Радисты ловили в эфире сигналы зафрахтованных японских судов, наскочивших на риф или севших на мель у советских берегов. Нота за нотой летели в Москву. Шли дипломатические переговоры, а в это время на бортах пароходов появлялись любители-фотографы. Они бесцеремонно из иллюминаторов закрытых кают наводили сильные объективы на сопки, горные цепи, и рука оператора с лихорадочной быстротой и нервозностью накручивала ручку съемочной камеры.
Все это «рыбаки» успевали делать в непродолжительные часы «вынужденных» стоянок на глазах сторожевых пограничных катеров.
Но сопки, бухты, тайга были тихи и молчаливы.
Ничто не выдавало настороженной жизни бухт и тайги. Только дежурные наблюдательных пунктов передавали телефонограмму за телефонограммой в штаб обо всем, что замечал их пристально-внимательный глаз на море. В такие часы замолкали учебные стрельбы, обрывались подожженные бикфордовы шнуры в котлованах строек, чтобы случайно не раздался взрыв, а по дорогам приостанавливалось всякое движение. В эти часы вынужденного перерыва с красноармейцами устраивались «политбои», изучались уставы, проводились срочно беседы. В гарнизоне ждали ответа на посланное донесение в ОКДВА, хотя и не все знали, каких огромных усилий стоило штабу Армии ответить короткой радиограммой — наблюдать за заходом в бухту непрошеных гостей и терпеливо ждать, когда они уберутся восвояси.
— Срывают сроки выполнения задания командарма, — негодовали красноармейцы.
— Нужна выдержка и спокойствие, — отвечали командиры и политруки.
Как бывает в таких случаях, припоминали все, что связано с событиями. Говорили:
— Один начальник укрепрайона не вытерпел и предупредил гостей. Не послушались — открыл по ним огонь. Осложнение в международном масштабе…
— И что же?
— Посадили на скамью ревтрибунала.
— Вот дела-то какие. Живем, как на вулкане…

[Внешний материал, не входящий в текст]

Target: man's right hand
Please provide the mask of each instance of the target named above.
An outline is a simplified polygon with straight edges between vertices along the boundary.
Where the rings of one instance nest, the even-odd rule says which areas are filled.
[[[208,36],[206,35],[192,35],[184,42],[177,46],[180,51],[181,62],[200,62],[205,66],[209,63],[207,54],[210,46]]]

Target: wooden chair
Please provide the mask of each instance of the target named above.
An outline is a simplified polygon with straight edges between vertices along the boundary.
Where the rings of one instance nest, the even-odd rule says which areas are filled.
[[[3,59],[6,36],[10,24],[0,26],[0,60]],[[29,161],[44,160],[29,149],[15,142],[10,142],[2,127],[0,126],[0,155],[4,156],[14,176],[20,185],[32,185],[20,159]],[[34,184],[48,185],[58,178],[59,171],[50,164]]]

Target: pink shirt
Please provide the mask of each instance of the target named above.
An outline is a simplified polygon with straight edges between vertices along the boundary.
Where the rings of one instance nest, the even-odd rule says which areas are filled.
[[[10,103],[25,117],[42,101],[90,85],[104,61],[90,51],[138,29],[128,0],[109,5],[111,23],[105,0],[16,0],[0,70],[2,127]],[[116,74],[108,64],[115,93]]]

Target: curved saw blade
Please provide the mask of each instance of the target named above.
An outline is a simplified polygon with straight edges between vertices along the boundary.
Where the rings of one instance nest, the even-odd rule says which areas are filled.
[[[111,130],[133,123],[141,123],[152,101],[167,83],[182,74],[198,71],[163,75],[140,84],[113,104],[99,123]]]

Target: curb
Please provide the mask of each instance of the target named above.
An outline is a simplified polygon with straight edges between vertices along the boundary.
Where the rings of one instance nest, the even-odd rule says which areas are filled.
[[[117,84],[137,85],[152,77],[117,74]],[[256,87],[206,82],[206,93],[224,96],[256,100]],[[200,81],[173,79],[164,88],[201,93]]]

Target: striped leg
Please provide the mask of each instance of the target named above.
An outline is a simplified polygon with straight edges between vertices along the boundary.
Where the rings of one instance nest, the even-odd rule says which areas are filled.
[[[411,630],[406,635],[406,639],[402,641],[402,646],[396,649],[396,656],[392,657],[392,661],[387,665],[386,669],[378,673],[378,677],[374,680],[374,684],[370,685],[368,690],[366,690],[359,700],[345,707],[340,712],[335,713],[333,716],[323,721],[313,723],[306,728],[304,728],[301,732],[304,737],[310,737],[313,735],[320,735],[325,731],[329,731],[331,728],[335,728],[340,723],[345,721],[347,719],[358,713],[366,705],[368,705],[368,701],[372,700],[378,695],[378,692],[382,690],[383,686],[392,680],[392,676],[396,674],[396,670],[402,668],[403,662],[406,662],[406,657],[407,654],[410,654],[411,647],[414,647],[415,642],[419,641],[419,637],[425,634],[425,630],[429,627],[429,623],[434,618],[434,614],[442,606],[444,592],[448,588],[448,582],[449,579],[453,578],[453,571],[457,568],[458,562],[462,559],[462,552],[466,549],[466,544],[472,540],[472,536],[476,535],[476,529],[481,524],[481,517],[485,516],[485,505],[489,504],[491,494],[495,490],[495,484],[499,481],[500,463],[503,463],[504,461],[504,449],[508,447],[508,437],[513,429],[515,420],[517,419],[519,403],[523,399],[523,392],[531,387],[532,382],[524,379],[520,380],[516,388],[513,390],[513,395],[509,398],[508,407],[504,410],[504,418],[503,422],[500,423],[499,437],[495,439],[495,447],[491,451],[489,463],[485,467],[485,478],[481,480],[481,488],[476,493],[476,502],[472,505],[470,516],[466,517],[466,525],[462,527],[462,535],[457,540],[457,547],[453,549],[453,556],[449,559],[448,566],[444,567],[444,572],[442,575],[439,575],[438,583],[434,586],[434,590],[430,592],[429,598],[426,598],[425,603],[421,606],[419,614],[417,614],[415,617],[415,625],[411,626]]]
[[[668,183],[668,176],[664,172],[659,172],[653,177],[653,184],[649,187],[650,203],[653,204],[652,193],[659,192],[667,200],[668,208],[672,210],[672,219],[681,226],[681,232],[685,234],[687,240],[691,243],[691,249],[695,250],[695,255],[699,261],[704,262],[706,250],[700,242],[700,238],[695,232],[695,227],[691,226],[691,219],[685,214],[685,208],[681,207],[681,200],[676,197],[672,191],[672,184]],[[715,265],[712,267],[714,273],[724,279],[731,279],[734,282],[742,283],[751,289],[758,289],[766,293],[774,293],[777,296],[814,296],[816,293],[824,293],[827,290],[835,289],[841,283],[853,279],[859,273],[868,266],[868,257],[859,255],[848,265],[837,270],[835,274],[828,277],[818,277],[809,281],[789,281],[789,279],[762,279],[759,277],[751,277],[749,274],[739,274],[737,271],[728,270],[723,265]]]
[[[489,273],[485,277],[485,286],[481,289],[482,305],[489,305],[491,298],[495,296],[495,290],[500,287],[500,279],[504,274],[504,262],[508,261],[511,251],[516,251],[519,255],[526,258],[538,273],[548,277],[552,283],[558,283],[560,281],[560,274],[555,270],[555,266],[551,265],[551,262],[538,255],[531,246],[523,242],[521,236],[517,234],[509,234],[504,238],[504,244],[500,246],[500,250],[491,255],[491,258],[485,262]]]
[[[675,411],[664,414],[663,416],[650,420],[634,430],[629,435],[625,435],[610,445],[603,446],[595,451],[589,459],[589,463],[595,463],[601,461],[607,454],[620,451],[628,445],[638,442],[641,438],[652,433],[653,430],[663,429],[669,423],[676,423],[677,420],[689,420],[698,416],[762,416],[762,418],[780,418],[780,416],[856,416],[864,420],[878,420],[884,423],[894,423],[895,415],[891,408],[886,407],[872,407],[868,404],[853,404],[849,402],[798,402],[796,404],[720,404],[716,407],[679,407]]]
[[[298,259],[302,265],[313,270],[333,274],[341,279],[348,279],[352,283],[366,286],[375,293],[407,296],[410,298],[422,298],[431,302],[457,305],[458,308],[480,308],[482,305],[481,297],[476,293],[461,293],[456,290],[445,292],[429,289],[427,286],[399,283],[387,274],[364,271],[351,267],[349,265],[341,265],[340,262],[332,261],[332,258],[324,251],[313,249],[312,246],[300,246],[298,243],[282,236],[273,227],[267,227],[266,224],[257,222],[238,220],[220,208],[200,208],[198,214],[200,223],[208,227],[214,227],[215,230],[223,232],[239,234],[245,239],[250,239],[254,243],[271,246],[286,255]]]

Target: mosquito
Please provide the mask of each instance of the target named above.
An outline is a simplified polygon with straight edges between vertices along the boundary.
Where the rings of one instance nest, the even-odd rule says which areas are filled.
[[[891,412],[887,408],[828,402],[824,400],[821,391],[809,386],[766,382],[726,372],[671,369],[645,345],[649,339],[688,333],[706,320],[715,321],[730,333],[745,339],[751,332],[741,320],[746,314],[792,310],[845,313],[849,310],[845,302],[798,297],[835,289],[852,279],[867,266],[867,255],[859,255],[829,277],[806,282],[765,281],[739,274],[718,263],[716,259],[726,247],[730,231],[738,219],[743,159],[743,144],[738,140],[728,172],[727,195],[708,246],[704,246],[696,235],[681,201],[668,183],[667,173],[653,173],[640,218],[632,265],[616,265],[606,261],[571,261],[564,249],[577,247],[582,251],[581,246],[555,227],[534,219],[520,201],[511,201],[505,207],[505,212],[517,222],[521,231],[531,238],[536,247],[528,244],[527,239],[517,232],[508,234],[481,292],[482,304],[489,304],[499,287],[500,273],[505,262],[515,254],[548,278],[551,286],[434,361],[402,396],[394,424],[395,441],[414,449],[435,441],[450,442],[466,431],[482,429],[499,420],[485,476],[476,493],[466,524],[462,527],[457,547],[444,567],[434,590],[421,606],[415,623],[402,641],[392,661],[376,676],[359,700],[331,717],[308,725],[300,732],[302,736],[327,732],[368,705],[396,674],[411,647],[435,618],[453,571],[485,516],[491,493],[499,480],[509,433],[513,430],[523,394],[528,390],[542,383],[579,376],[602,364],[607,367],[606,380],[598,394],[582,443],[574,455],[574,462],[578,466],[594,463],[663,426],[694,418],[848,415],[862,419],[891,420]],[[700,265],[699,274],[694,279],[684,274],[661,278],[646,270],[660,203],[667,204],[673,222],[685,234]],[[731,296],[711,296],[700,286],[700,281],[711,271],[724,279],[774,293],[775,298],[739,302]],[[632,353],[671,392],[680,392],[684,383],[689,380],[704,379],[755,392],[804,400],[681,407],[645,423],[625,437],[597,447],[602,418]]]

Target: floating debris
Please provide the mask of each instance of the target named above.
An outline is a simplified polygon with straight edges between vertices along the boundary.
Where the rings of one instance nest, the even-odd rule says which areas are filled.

Шаев вышел из политчасти. Через час во все концы Союза полетят телеграммы за его подписью. «Прошу принять срочные меры…» Те, кто получит его телеграммы, забегают, сделают все, что нужно, и немедленно ответят: «Меры приняты».
Помполит прошел мимо дежурного.
— Товарищ комиссар, фуражку забыли.
Он не любил носить фуражку, махнул рукой, пошутил:
— Всегда голову подставляй солнцу. Дурные мысли света боятся.
Шаев, насвистывая, сошел с крыльца. Сияло полуденное солнце, под деревьями поджались густые, бархатные тени, будто свернувшись синим клубочком. Хотелось подойти, присесть на траву и погладить их рукой. Тайга разомлела от жары. Спрятались птицы, не поют: забрались в густую траву и дышат прохладой. Только стрекочут кузнечики, кажется, кто-то невидимый стрижет траву ножницами.
В дежурной комнате штаба раздался звонок телефона. Шаев слышал, как дежурный принимал телефонограмму с маяка.
— Что передают?
— В наших водах замечено судно, держит курс норд-ост. Опознавательные знаки не разобраны… — доложил дежурный.
— Опять рыбаки без неводов?!
— Сторожевой катер вышел навстречу…
— Хорошо, хорошо!
Шаев совсем собрался уйти. Но теперь ему захотелось дождаться новой телефонограммы с маяка.